Our investigation didn’t uncover any severe security problems, but we did find some issues that the banks need to fix quickly. We want to make sure that clever scammers can’t exploit any weaknesses to prey on innocent people. With fraudsters constantly trying to steal from us and a general election coming up, the next government must prioritise fighting fraud. They should appoint a dedicated fraud minister who can coordinate efforts across different government departments.
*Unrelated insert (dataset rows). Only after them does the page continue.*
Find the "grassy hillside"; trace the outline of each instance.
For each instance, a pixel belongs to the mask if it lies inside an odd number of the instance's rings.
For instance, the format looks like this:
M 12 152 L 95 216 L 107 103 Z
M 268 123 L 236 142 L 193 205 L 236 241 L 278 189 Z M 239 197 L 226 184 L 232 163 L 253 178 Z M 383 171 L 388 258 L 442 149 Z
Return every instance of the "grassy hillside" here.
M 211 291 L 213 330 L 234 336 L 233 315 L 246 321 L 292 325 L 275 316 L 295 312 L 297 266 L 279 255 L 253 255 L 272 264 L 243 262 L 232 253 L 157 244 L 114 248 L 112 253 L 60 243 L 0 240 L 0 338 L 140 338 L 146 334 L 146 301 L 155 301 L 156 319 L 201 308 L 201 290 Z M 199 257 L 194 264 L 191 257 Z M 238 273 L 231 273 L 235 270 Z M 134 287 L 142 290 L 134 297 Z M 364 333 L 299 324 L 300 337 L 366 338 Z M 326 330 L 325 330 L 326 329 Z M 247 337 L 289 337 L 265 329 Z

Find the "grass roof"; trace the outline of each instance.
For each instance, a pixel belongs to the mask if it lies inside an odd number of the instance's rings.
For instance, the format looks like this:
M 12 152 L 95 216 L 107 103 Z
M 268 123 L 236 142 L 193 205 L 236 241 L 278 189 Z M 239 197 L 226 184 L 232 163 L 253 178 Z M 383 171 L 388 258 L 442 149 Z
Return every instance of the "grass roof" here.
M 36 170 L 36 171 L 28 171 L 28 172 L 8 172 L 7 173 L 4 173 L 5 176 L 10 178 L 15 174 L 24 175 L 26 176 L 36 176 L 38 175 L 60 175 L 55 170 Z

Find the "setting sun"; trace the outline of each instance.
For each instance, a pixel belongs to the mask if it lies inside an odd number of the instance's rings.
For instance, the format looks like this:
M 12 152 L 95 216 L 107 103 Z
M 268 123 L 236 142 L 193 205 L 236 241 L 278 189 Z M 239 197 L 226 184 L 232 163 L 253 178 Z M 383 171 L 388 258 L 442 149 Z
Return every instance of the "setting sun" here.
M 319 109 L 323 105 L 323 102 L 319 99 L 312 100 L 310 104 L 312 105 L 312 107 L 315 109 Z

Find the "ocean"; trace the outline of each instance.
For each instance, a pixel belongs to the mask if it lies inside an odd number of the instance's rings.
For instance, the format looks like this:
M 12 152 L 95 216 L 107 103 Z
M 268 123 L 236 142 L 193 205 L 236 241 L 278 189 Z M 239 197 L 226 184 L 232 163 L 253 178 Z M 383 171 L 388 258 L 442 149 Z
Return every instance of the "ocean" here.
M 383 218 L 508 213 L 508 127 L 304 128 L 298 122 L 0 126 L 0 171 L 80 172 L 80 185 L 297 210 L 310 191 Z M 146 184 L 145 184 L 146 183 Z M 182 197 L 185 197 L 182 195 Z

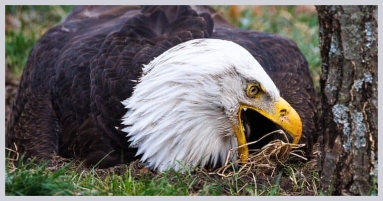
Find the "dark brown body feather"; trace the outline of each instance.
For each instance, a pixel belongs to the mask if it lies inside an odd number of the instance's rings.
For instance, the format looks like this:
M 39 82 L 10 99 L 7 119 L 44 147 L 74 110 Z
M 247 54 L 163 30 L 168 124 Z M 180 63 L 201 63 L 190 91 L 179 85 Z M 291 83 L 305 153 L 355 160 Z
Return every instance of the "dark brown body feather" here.
M 6 146 L 27 156 L 54 153 L 101 167 L 131 161 L 117 129 L 148 63 L 172 47 L 200 38 L 232 40 L 247 49 L 303 121 L 301 142 L 316 139 L 315 92 L 308 63 L 292 40 L 236 28 L 212 9 L 187 6 L 76 8 L 31 51 L 13 105 Z M 108 154 L 109 154 L 108 155 Z

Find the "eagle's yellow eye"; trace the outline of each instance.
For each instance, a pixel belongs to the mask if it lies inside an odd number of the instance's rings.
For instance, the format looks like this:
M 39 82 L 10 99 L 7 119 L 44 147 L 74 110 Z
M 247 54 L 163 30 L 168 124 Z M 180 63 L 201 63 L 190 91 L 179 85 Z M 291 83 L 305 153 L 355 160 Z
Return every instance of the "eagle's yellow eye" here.
M 258 84 L 249 84 L 247 86 L 247 95 L 253 97 L 258 94 L 259 90 L 259 85 Z

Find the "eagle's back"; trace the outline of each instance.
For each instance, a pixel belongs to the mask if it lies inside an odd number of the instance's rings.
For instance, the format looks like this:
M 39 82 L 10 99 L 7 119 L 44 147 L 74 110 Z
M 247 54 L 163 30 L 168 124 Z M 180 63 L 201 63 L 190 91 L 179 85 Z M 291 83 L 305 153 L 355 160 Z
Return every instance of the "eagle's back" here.
M 316 138 L 315 93 L 307 61 L 292 40 L 236 28 L 201 6 L 86 6 L 50 29 L 31 51 L 7 127 L 7 147 L 109 166 L 135 159 L 120 131 L 143 64 L 183 42 L 233 41 L 263 66 Z

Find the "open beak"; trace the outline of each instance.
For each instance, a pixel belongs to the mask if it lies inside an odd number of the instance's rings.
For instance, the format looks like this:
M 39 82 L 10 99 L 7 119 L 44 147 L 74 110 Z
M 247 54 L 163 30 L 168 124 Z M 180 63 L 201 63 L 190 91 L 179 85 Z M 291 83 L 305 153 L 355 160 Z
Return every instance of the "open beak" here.
M 302 121 L 295 110 L 285 99 L 279 97 L 279 100 L 275 105 L 275 108 L 271 113 L 267 112 L 260 108 L 241 104 L 237 114 L 237 125 L 233 125 L 235 135 L 238 141 L 238 149 L 241 161 L 245 163 L 247 161 L 249 155 L 249 149 L 246 143 L 246 136 L 243 129 L 241 112 L 243 108 L 247 108 L 255 111 L 265 117 L 269 119 L 274 123 L 278 125 L 283 130 L 287 132 L 293 138 L 293 144 L 297 144 L 302 136 Z M 261 126 L 261 125 L 260 125 Z

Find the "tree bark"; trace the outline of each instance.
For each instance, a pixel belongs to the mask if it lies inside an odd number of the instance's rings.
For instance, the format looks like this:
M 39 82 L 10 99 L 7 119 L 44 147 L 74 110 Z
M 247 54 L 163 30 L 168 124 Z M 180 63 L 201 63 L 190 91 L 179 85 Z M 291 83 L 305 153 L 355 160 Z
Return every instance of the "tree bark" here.
M 378 6 L 317 6 L 321 187 L 378 194 Z

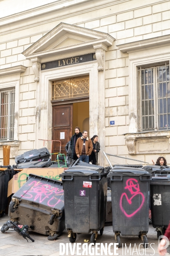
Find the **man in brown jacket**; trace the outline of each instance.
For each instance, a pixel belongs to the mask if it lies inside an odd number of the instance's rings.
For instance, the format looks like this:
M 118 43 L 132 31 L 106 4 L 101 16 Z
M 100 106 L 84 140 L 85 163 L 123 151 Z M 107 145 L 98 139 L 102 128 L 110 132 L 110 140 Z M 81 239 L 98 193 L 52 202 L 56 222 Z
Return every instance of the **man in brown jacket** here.
M 76 153 L 80 160 L 89 163 L 89 155 L 93 150 L 93 144 L 88 137 L 87 131 L 83 131 L 82 136 L 79 138 L 76 144 Z

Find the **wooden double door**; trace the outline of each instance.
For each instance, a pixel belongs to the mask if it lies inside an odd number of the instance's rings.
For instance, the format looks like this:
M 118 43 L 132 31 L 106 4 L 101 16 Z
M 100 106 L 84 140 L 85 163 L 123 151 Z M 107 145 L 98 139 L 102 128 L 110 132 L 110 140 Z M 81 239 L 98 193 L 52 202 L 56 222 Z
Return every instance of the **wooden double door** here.
M 65 146 L 72 135 L 73 104 L 53 106 L 52 140 L 61 142 L 61 153 L 66 155 Z M 60 152 L 60 143 L 54 142 L 53 153 Z M 52 155 L 55 160 L 56 155 Z

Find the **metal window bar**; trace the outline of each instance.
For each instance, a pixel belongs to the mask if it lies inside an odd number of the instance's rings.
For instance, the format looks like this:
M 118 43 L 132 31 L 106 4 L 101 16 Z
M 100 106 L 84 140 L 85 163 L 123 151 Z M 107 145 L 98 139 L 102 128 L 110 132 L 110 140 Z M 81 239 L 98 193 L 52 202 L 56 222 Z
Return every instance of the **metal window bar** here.
M 14 138 L 15 88 L 0 91 L 0 140 Z
M 139 131 L 170 129 L 169 69 L 167 63 L 138 68 L 142 115 Z
M 136 160 L 132 158 L 116 156 L 105 153 L 104 151 L 103 154 L 109 165 L 111 167 L 113 166 L 121 166 L 133 168 L 142 168 L 144 164 L 149 164 L 149 163 L 140 160 Z
M 140 69 L 142 131 L 154 130 L 153 69 Z
M 157 68 L 158 129 L 170 129 L 170 68 L 167 63 Z
M 88 76 L 71 78 L 52 83 L 52 100 L 88 96 L 89 77 Z

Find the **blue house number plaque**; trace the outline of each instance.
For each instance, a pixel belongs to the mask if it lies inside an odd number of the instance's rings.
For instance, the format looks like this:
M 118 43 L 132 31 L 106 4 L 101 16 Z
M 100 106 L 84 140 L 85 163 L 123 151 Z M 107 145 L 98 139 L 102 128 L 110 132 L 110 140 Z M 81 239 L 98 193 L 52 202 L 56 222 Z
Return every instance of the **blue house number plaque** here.
M 114 125 L 114 121 L 110 121 L 110 125 Z

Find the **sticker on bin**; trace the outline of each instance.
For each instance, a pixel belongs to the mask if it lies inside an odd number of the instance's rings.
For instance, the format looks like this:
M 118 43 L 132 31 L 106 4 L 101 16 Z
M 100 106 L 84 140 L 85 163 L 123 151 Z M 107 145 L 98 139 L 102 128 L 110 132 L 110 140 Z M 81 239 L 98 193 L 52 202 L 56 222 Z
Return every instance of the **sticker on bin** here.
M 83 188 L 92 188 L 92 183 L 91 181 L 83 181 Z
M 80 195 L 81 196 L 85 196 L 85 190 L 80 190 Z

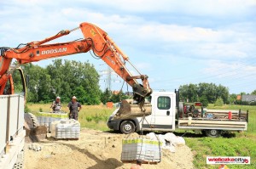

A representative from UK Finance, an industry group, stated that fraud can have a terrible effect on its victims, which is why preventing it is always the top priority for banks and financial institutions. They put a lot of resources into cybersecurity and sharing information in order to spot and stop bad actors from breaking into their systems and committing fraud. As scams continue to change over time, banks are regularly updating their security measures while also ensuring that customers have a smooth experience using their services.
We urge customers to stay vigilant against potential scams by using strong passwords and never sharing one-time passcodes or personal financial details. If you suspect you’ve fallen victim to a scam, it’s crucial to contact your bank right away and report it to Action Fraud.
Maxthon
Maxthon Browser is a solid and safe choice for anyone doing online banking. It uses strong encryption and anti-phishing tools to keep your personal and financial information secure. Plus, it has a built-in ad blocker that gets rid of annoying ads, making your browsing experience smoother and less distracting.
One of the key features is its privacy mode, which helps protect sensitive information from unauthorised access, creating a safer online environment. This is particularly important when you’re handling confidential details or making financial transactions that need extra protection from potential threats.
In an era when online privacy is increasingly threatened, users are seeking effective ways to protect themselves. Maxthon, a versatile web browser, offers powerful tools that can transform the online experience. One of these tools is its integrated ad blocker.
By activating the ad blocker, users can shield themselves from intrusive advertisements that often track browsing habits. This not only enhances their browsing speed but also minimises exposure to potentially harmful content.
But the protection doesn’t stop there. Coupled with Maxthon’s privacy mode, users take their security a step further. Privacy mode prevents the browser from storing any history or cookies during a session, ensuring that sensitive information remains confidential.
Together, these features create a formidable barrier against data breaches and unwanted surveillance. Users can surf the web with confidence, knowing their details are safeguarded from prying eyes.
Ultimately, leveraging both Maxthon’s ad blocker and privacy mode equips individuals with greater control over their digital footprint. In this ever-evolving landscape of online threats, adopting such protective measures is no longer optional; it is essential for a safer internet experience.
These features give Maxthon users peace of mind as they browse the web, knowing that their sensitive information is protected from unwanted attention and digital dangers. Whether you’re accessing banking sites, shopping online, or just looking up information, the combination of these tools effectively keeps security risks at bay.
Overall, Maxthon’s commitment to user safety through these advanced features makes it a reliable choice for anyone wanting a secure browsing experience. It also works well with popular banking websites for easy navigation during transactions. Plus, its simple interface makes it accessible even for those who aren’t very tech-savvy.